Insigne, l’età e i commenti dei tifosi
Il primo motivo, come detto, è l’età. Secondo i tifosi della Samp, non è stata poi un’ottima idea puntare su un giocatore che è al tramonto della sua carriera. Insigne, classe 1991, è reduce dai mesi al Pescara e prim’ancora dall’esperienza poco felice in Canada. Si era trasferito a Toronto nel 2022 dopo la sua lunga avventura al Napoli e quindi da quattro anni è uscito dal giro del grande calcio. Per qualcuno, Insigne ha fatto il suo tempo. Altri, però, lo difendono. E ricordano quanto bene abbia fatto anche a Pescara nonostante la retrocessione finale. Pochi mesi in cui Insigne in B ha brillato come ai tempi di Zeman nella stagione 2011-12, quando con Immobile e Verratti formava un tridente di talenti che poi avranno fatto la storia del calcio italiano. Insomma, non resta che aspettare il verdetto del campo per Insigne.

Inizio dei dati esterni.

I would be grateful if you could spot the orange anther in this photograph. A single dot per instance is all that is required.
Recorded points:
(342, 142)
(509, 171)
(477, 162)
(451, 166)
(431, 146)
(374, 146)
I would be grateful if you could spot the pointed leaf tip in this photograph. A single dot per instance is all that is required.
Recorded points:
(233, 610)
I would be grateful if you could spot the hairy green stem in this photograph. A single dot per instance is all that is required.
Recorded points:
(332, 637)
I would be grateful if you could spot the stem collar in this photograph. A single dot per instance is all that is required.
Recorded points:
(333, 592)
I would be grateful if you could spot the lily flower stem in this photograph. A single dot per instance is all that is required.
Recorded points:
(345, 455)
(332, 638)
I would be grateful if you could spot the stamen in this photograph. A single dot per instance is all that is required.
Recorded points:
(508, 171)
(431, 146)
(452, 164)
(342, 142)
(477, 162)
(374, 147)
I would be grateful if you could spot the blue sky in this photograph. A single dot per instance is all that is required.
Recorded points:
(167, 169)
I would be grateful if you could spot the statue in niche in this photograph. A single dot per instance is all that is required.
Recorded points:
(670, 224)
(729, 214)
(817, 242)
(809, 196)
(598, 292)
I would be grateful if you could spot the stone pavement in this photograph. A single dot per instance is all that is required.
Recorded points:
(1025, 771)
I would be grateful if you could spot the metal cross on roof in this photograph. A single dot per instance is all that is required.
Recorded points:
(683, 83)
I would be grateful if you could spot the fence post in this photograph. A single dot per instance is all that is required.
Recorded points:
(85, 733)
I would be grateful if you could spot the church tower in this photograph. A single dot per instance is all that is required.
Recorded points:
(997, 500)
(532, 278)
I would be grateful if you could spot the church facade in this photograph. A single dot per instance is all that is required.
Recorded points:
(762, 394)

Il gesto al Ferraris del 2017
Un altro motivo per cui i tifosi della Sampdoria hanno accolto con scetticismo l’arrivo di Insigne a Genova è un episodio del passato. Ovvero un’esultanza sotto la Gradinata Sud nel 2017 dopo un gol con la maglia del Napoli. Insigne ha già commentato quell’episodio spiegando che si era trattato di un classico gesto istintivo dopo un gol, in un momento di forti emozioni. Non aveva e non ha nulla contro i tifosi della Sampdoria: “Giocare in questo stadio non è mai stato facile, l'adrenalina rispetto agli altri stadi è sempre un po' più alta. Se ho fatto quel gesto non è stata mancanza di rispetto”, le parole di Insigne al momento del suo arrivo a Genova. E poi ha aggiunto: Una volta che mi sono messo questa maglia addosso mi farò ammazzare per la Sampdoria, per i suoi tifosi perché è giusto che sia così". Insomma, promesse e ambizioni elevate per Insigne. Ora palla al campo.
La carriera di Insigne
Insigne è cresciuto nel settore giovanile del Napoli, ha esordito con Mazzarri nel 2010, dal 2012 è entrato in pianta stabile in prima squadra, ha indossato la fascia da capitano fino al 2022 e poi da svincolato è ripartito dal Canada. E’ nella storia del club azzurro per gol, presenze e assist. Ha il rimpianto dello scudetto sfiorato appena nel 2018 con i 91 punti di Sarri. In Nazionale ha vinto da protagonista l’Europeo nel 2021. E’ un esterno sinistro, un’ala offensiva famoso per i suoi dribbling e la sua regia col destro. Il gol a giro, alla Del Piero, è il suo marchio di fabbrica.